Sprecher der Plattform "Chavismo Bravío", die zahlreiche links-chavistische Basisorganisationen und VV-Abgeordnete zusammenschließt, geben allerdings zu bedenken, dass Samán für den Bürgermeisterwahlkampf über keine Organisation verfügt, die ihn über die letzten Jahre begleitet hätte. Bislang eher ein Einzelkämpfer, könne er in den vier Wochen bis zur Wahl keine mit dem PSUV vergleichbaren Strukturen aufbauen.

Kräfte wie die im PSUV organisierte "Corriente Marxista Lucha de Clases" rufen öffentlich zur Unterstützung Samáns auf; auch Roland Denis und Teile der "Corriente Revolucionaria Bolívar y Zamora" signalisieren Unterstützung.
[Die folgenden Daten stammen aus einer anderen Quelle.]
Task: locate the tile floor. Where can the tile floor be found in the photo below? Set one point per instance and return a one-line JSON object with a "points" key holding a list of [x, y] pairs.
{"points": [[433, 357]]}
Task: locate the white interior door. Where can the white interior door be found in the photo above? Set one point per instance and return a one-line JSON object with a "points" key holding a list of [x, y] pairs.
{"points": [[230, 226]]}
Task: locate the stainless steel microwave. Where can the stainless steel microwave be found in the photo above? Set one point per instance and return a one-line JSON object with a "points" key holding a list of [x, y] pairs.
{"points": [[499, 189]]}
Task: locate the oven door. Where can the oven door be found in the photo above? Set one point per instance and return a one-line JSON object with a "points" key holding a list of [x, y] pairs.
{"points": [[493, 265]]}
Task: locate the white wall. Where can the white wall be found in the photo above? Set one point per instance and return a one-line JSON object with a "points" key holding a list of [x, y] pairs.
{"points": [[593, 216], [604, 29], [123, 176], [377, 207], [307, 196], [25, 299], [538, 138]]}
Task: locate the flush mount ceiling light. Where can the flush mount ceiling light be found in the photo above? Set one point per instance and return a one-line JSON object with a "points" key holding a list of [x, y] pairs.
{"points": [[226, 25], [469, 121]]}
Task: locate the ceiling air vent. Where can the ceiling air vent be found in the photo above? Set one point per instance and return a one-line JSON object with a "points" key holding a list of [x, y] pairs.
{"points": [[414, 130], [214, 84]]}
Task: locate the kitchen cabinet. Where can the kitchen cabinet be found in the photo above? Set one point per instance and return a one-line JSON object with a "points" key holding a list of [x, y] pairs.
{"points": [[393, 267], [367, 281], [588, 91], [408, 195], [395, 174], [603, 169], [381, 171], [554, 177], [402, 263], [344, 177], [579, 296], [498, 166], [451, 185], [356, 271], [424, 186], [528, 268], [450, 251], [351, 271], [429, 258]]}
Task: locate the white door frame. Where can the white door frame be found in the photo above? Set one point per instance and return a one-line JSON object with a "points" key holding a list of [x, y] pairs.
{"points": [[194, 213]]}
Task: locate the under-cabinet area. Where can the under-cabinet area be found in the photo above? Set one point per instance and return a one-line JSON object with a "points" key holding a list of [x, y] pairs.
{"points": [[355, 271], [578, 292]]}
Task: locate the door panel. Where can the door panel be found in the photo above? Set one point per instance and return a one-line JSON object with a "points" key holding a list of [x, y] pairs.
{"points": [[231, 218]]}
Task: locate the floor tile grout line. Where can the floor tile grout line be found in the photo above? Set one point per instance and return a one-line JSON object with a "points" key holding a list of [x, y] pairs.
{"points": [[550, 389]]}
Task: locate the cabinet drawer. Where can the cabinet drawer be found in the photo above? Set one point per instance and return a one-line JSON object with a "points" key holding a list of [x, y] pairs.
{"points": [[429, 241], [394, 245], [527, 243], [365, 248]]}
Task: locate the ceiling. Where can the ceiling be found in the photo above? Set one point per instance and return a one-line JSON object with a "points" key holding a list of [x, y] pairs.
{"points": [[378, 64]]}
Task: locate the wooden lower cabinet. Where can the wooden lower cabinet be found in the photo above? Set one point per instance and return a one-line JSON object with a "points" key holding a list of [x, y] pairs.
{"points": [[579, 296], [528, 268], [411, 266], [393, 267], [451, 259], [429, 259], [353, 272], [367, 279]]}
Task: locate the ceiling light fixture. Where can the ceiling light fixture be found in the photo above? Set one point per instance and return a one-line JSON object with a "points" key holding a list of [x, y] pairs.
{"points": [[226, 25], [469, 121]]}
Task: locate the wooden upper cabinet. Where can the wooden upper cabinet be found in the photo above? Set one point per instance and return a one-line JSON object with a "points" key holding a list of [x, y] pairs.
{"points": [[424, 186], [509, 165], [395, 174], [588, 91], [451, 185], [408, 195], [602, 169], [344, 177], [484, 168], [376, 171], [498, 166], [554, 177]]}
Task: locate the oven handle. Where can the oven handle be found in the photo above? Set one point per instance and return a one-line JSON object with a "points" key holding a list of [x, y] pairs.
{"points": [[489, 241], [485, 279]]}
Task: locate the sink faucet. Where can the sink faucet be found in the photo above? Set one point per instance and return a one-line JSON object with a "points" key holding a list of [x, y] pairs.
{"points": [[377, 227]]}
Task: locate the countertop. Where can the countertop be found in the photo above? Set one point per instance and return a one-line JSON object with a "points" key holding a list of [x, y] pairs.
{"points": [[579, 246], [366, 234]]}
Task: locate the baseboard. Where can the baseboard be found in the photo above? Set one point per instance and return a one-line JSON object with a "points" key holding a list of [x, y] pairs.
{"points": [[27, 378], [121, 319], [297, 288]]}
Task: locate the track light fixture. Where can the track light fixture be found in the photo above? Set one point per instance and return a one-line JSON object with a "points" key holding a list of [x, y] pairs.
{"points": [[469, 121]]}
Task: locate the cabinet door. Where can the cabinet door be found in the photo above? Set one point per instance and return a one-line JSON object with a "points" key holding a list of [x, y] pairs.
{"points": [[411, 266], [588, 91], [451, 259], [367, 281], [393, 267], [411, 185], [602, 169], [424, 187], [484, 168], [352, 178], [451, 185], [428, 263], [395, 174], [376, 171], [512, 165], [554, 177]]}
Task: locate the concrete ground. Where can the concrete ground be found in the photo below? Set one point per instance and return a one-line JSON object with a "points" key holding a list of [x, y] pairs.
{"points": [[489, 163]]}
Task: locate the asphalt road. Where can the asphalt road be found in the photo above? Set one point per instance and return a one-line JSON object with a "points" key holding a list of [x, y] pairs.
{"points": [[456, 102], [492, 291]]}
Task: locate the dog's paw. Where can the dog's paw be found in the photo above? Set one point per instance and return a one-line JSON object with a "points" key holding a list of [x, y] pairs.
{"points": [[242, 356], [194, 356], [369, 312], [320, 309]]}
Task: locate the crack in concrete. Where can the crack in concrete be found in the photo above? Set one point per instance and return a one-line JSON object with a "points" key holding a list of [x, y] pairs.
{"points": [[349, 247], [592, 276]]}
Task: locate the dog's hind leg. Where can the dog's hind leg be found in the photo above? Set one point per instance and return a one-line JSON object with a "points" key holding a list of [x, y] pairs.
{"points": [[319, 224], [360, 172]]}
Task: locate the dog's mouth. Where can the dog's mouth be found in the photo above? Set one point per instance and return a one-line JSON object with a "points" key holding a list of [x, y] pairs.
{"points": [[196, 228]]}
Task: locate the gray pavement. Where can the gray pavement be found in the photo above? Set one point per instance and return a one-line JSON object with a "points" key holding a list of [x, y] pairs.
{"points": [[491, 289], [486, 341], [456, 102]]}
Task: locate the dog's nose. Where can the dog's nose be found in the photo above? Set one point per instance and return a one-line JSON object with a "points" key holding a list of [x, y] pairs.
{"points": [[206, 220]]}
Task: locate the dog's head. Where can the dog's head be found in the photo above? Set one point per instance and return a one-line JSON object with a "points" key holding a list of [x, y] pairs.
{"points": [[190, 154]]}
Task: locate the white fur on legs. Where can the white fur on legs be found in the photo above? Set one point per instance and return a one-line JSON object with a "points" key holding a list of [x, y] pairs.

Und auch außerhalb von Caracas bewegt sich das linke Koordinatensystem, wie z.B. im Bundesstaat Lara: Anhänger des linken eigenständigen Kandidaten Ángel Prado demonstrierten dort zuletzt am 10. November gegen die Verweigerung von dessen Zulassung durch die Wahlbehörde - ein ganz ähnlicher Fall wie der Samáns, scheint es.

Da sich die Versorgungskrise weiter Teile der Bevölkerung jeden Monat weiter verschärft und 2018 die wichtigen Präsidentschaftswahlen anstehen, ist diese Neugruppierung der politischen Linken in Venezuela von besonderer Bedeutung. Die Reorganisierung der venezolanischen Protestbewegung unter den neuen Bedingungen kann mit einer Einigungsfigur, die sogar der regierungsnahe Kommentator Walter Martínez in seiner TV-Sendung DOSSIER jüngst als den "Heiligen Gral" im Kampf gegen Korruption und Medikamentenmafia bezeichnete, möglicherweise gelingen.